The first time I met Faisal al-Husseini, may God rest his soul, I must have a boy of around 15 years of age. My memory fails me, but I think that it was sometime around 1989. Beyond the basic knowledge that I was a Palestinian by birth, and the vague notion that my father had somehow been involved in the Palestinian National Movement in one way or another, I knew very little of Palestine, its rich cultural traditions, and proud history. Much of that changed the day that I first met Faisal al-Husseini. I recall my father telling me that he and my mother would be taking me to a lecture at the George Washington University in Washington DC, to see a dear friend of his, who was a great Palestinian patriot, speak about Palestine and about the imprisonment that he had endured over the past many years. That afternoon, we walked into a small seminar room at the George Washington University, where Faisal al-Husseini was in the process of speaking to a group of 10 or 12 Arab students. He warmly gave us a wave as we took our seats at the back of the room.
From that moment forward, I had the good fortune of meeting Faisal al-Husseini on several occasions. My father, who had worked closely with both Faisal and his father, the great Palestinian national hero, Abdel-Qader al-Husseini, made it a point of re-introducing me to Faisal on each occasion we met, telling me always, that this man was honest, dignified, and a rightful leader for the Palestinian people, in Jerusalem, in Palestine, and in Diaspora. I came to truly admire his resilience, leading protests, attempting to stop home demolitions, and promoting the rights of Palestinians in Jerusalem. I cannot count the times that I saw footage of him being beaten at a cave, on a hilltop, or in front of a bulldozer. Only this year, he publicly proclaimed that in the end, the negotiations over Jerusalem are over the whole city, not only the Eastern part, of which over seventy percent is Arab owned land, a bold statement by a Palestinian Authority minister.
There have been many debates, especially amongst Palestinians, about Faisal al-Husseini, ranging from his political credentials, to his role in the peace negotiations, to his stance as a Palestinian Authority representative, to his popularity in the West or lack thereof in the territories. I always chose to ignore these questions. What I saw before me, unquestionably, was a national leader. A man of honesty, of nobility, by heritage and character, someone who dignified the Palestinians as a people, and persevered, for the duration of his whole life in the cause of the Palestinian people.
To me, in my youthful and romantic mind, Faisal al-Husseini was my leader, the anointed, rightful leader of the Palestinian people. I would have voted for him, if I ever had the opportunity to vote for leadership, something that I am denied as a Palestinian in exile. He was a leading advocate for Jerusalem. Whilst being a peace activist, he boldly declared no just peace could ever be achieved in negotiation or out of it, without the legally sanctified right of return of Palestinian refugees. Ironically, he now shares in the legacy of his notable grandfather, the mayor of Jerusalem, who was beaten during a protest in Jerusalem in 1934 weeks before his death.

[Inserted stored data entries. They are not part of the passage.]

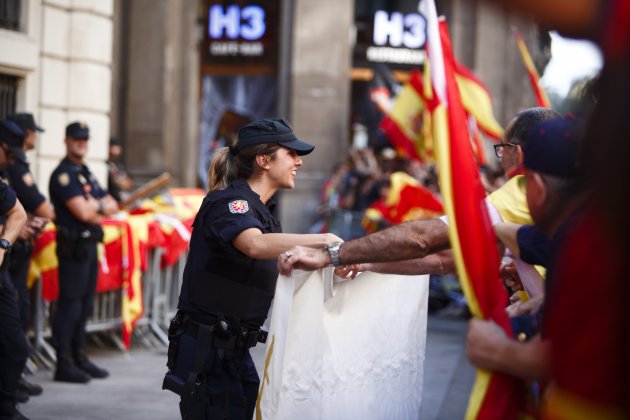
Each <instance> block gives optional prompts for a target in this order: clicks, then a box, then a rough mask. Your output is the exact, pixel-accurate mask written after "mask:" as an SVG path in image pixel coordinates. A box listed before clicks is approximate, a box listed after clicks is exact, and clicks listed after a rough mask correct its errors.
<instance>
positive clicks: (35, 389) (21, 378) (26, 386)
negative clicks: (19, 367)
mask: <svg viewBox="0 0 630 420" xmlns="http://www.w3.org/2000/svg"><path fill="white" fill-rule="evenodd" d="M18 389H19V390H20V391H24V392H26V393H27V394H28V395H30V396H31V397H34V396H37V395H41V394H42V392H44V390H43V389H42V387H41V386H40V385H38V384H34V383H32V382H29V381H27V380H26V379H24V378H20V382H18Z"/></svg>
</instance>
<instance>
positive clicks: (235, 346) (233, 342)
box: [182, 315, 267, 350]
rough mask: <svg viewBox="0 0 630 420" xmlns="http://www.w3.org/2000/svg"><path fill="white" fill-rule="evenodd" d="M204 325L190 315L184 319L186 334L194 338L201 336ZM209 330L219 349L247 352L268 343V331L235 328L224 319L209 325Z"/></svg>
mask: <svg viewBox="0 0 630 420" xmlns="http://www.w3.org/2000/svg"><path fill="white" fill-rule="evenodd" d="M202 325H204V324H200V323H198V322H195V321H193V320H192V319H191V318H190V316H188V315H184V316H183V317H182V328H183V330H184V332H185V333H186V334H188V335H190V336H192V337H194V338H197V337H198V336H199V331H200V330H201V326H202ZM209 328H210V331H211V332H212V343H211V345H212V347H214V348H217V349H226V350H247V349H249V348H251V347H254V346H255V345H256V344H257V343H265V342H266V341H267V331H263V330H249V329H247V328H244V327H240V328H234V327H232V326H231V325H230V324H229V323H228V321H227V320H225V319H224V318H222V317H218V318H217V320H216V322H214V323H213V324H210V325H209Z"/></svg>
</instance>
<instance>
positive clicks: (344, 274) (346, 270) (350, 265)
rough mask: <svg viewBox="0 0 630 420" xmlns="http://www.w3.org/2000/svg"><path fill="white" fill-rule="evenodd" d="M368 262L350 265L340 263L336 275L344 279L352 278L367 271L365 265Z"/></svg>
mask: <svg viewBox="0 0 630 420" xmlns="http://www.w3.org/2000/svg"><path fill="white" fill-rule="evenodd" d="M365 265H366V264H349V265H340V266H339V267H336V268H335V275H336V276H338V277H341V278H342V279H347V280H351V279H353V278H355V277H356V276H357V274H359V273H361V272H363V271H367V270H365V269H364V268H363V267H364V266H365Z"/></svg>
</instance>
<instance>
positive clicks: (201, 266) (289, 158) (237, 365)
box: [163, 118, 340, 419]
mask: <svg viewBox="0 0 630 420" xmlns="http://www.w3.org/2000/svg"><path fill="white" fill-rule="evenodd" d="M313 149H314V146H312V145H310V144H307V143H304V142H302V141H300V140H298V139H297V137H296V136H295V134H294V133H293V130H292V128H291V126H290V125H289V123H288V122H287V121H286V120H284V119H278V118H268V119H263V120H259V121H255V122H252V123H250V124H248V125H246V126H244V127H243V128H241V129H240V130H239V132H238V140H237V142H236V144H234V145H232V146H230V147H229V148H228V147H224V148H222V149H221V150H219V152H218V153H217V154H216V155H215V157H214V159H213V161H212V164H211V166H210V170H209V176H208V178H209V180H210V182H209V184H210V185H209V192H208V194H207V195H206V197H205V199H204V200H203V203H202V204H201V207H200V209H199V212H198V214H197V217H196V218H195V221H194V223H193V232H192V237H191V241H190V252H189V255H188V260H187V262H186V267H185V269H184V275H183V283H182V289H181V293H180V297H179V305H178V307H179V312H178V314H177V315H176V317H175V318H174V320H173V322H172V323H171V326H170V328H169V340H170V345H169V355H168V363H167V366H168V368H169V372H168V373H167V374H166V377H165V379H164V385H163V387H164V388H165V389H169V390H171V391H174V392H176V393H178V394H179V395H180V396H181V403H180V411H181V415H182V418H186V419H217V418H222V419H223V418H230V419H251V418H252V416H253V413H254V408H255V405H256V397H257V394H258V385H259V382H260V380H259V377H258V374H257V372H256V368H255V366H254V363H253V361H252V358H251V356H250V354H249V349H250V348H251V347H253V346H255V345H256V343H257V342H264V338H265V333H264V332H263V331H261V330H260V328H261V326H262V324H263V322H264V321H265V318H266V317H267V313H268V311H269V307H270V305H271V300H272V298H273V295H274V291H275V284H276V279H277V277H278V272H277V269H276V258H277V257H278V255H279V254H280V253H282V252H283V251H286V250H287V249H288V248H290V247H292V246H295V245H298V244H301V245H304V246H312V247H324V245H325V244H327V243H329V242H333V241H339V240H340V239H339V238H338V237H336V236H335V235H332V234H305V235H298V234H285V233H281V232H282V230H281V228H280V223H278V221H277V220H276V219H275V218H274V217H273V216H272V212H273V209H274V206H275V204H274V202H273V200H272V199H271V197H272V195H273V194H274V193H275V192H276V191H278V190H279V189H292V188H294V186H295V178H296V174H297V171H298V168H299V167H300V166H302V159H301V156H304V155H307V154H309V153H310V152H312V151H313Z"/></svg>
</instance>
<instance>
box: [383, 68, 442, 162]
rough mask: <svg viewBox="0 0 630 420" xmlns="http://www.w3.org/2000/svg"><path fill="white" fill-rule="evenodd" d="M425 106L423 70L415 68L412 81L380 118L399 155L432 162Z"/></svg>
mask: <svg viewBox="0 0 630 420" xmlns="http://www.w3.org/2000/svg"><path fill="white" fill-rule="evenodd" d="M425 111H426V106H425V103H424V99H423V94H422V74H421V73H420V71H419V70H417V69H416V70H413V71H412V72H411V76H410V78H409V81H407V83H405V84H404V85H403V87H402V89H401V91H400V92H399V93H398V96H396V101H395V102H394V105H393V106H392V109H391V111H390V112H389V114H387V116H386V117H385V118H384V119H383V121H381V124H380V128H381V130H383V132H385V133H386V134H387V136H388V137H389V140H390V142H391V144H392V146H394V148H395V149H396V151H397V152H398V154H399V155H400V156H404V157H406V158H409V159H416V160H419V161H420V162H433V161H434V160H435V157H434V155H433V147H432V145H431V144H430V143H429V142H427V141H426V139H427V137H430V134H429V133H428V132H427V129H428V128H429V127H428V126H426V125H425V124H424V122H425V119H426V116H427V114H426V112H425Z"/></svg>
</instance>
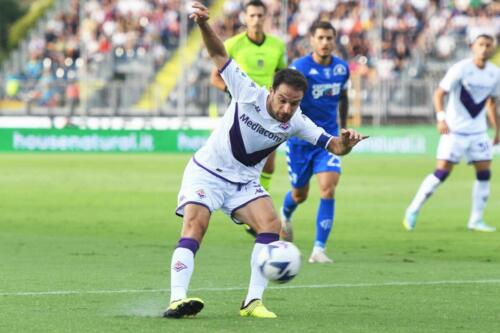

It was Faisal al-Husseini who issued the calls for the protection of the Noble Sanctuary in September when Ariel Sharon belligerently marched his way in, with over one thousand armed soldiers. It was Faisal al-Husseini, like his grandfather who was also beaten in Jerusalem, standing for Jerusalem, before his death.
The last time I met Faisal al-Husseini was in 1998, when my family and a good family friend went to dinner with him in Washington DC. The entire conversation revolved around the Madrid Peace Conference years before, and what had happened in the ensuing Washington peace negotiations in which he headed the Palestinian delegation. He spoke nostalgically of the terrific preparation of the Palestinian team, its professionalism, its capability to produce computerized reports of the meetings instantly, and the advanced stage that they had been able to reach. He spoke bitterly about how they had been undercut at Oslo, how those secret negotiations had produced an agreement well short of what they had already negotiated for the Palestinians. But he also spoke of the need to work for justice in the future despite such obstacles. He was an inspiring man.
The passing of Faisal al-Husseini has not saddened me more than the loss of our martyrs on a daily basis. But I am full of sorrow, for I know that we as a people are today poorer, having lost one who was a compass leading us towards justice.
Faisal al-Husseini, I salute you, for you were and always will be one of my champions.
Mr. Rabee’ Sahyoun is a economic development policy researcher at the Lebanese Center for Policy Studies and is affiliated with the global grassroots Palestine Right To Return Coalition.